Le BIM : Building Information Modeling ou modélisation des informations du bâtiment est devenu le leitmotiv de toutes les entreprises de bâtiments et de conception en règle générale. Il est en effet un outil très puissant de conception qui permet de désosser le projet de construction en amont, en présentant en 3D la vue finale du projet mais aussi, les différents intervenants et pièces constitutifs du produit finale, il donne ainsi une idée bien précise spécialement au maitre d’ouvrage. De ce fait les différentes parties prenantes qui participeront au financement du projet auront une vision plus claire, et seront plus à même de décider rapidement et efficacement des décisions à prendre. Ceci montre sans aucun doute l’utilité décisionnelle qu’aura cet outil dans le futur.

Aussi le BIM représente une nouvelle manière de travailler puisque les différents acteurs de construction (architecte, ingénieur en bureau d’étude et entreprise) ont la même approche pour leur projet, peu importe le nombre de fois où le design change ou qui l’a changé, l’information reste précise et bien coordonnée entre les différents intervenants.
Le BIM quand il est bien utilisé réduit convenable les délais d’études et de productions, néanmoins quand un problème survient qui est le responsable de cette faute ? Puisque au niveau du BIM toutes les modifications sont enregistrées mais on ne sait pas forcément qui l’a modifié. Il est donc important de savoir qui a fait la dite modification. Ou sinon faut désigner un chef de projet qui sera autorisé à modifié le modèle du BIM. Ce problème est surtout récurrent au niveau législatif, donc il faudrait créer une loi ou un contrat très clair qui soit compatible avec la philosophie du BIM, et du partage de tâches entre les différents intervenants.
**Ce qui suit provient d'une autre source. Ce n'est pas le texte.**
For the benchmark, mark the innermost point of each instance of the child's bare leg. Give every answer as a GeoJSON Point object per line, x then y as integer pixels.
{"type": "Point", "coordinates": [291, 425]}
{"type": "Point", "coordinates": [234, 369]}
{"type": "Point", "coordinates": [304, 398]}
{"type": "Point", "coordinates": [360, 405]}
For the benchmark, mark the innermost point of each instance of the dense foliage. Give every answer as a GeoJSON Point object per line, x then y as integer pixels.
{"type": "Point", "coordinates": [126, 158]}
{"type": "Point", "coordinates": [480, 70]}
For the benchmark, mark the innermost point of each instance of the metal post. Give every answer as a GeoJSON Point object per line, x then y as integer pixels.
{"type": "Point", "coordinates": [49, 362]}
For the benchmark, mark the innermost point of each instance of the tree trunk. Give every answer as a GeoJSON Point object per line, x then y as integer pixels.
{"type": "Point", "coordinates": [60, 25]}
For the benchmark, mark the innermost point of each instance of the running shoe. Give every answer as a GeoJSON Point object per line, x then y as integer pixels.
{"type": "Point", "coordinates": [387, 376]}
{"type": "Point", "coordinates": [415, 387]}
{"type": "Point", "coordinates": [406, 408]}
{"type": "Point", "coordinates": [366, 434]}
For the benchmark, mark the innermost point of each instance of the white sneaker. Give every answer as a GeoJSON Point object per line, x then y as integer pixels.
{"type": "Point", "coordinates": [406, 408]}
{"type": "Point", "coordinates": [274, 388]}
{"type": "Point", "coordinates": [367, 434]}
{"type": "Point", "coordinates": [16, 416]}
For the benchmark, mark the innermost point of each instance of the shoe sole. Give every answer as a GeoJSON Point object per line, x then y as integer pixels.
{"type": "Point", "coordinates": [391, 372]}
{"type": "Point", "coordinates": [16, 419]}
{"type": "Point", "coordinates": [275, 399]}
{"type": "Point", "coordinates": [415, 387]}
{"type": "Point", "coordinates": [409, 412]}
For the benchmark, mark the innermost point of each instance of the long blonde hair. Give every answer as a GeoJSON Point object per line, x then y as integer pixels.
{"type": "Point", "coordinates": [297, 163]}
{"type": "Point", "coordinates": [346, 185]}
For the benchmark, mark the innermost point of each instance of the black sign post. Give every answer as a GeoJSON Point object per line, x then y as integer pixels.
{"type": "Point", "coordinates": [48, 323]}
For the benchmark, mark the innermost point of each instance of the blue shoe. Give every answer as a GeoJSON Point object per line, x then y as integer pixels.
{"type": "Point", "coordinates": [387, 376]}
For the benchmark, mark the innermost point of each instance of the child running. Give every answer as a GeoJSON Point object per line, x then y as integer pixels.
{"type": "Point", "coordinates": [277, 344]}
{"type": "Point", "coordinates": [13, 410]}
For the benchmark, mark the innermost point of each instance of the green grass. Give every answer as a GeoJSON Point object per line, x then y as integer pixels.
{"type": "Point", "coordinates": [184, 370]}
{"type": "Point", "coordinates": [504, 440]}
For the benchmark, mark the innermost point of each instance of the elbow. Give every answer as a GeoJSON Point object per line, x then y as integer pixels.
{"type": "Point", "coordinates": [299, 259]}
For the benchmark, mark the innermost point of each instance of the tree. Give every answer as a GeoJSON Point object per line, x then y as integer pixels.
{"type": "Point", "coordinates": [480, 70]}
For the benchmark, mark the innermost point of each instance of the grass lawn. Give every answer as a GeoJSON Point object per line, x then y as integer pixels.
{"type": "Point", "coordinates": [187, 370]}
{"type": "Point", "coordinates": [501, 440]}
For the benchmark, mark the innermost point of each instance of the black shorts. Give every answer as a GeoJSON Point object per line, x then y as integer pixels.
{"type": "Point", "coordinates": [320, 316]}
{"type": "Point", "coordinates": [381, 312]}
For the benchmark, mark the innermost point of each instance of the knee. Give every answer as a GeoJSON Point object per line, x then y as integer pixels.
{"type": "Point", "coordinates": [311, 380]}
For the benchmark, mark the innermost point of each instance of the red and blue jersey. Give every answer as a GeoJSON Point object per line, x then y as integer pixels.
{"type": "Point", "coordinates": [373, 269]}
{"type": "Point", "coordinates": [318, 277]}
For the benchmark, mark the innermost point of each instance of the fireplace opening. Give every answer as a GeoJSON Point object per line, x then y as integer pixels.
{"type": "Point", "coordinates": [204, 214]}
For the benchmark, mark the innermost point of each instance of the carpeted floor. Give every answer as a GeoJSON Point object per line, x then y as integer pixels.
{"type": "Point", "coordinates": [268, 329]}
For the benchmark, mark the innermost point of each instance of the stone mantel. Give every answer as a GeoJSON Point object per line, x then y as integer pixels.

Finalement, faut aussi intégrer dans le BIM le côté temporel et du coût, on évolue vers un BIM dit 4D ou 5D puisqu’il intègre plus de composant que ce qu’il en a l’air.

Mais la question qui se pose maintenant  c’est est ce que les entreprises seulement de logiciels qui auront le contrôle sur le BIM et du coup contrôlera les différents prix et accès à cette technologies ou ça sera plus démocratisé et ouvert à un plus grand nombre de personnes avec différents horizons.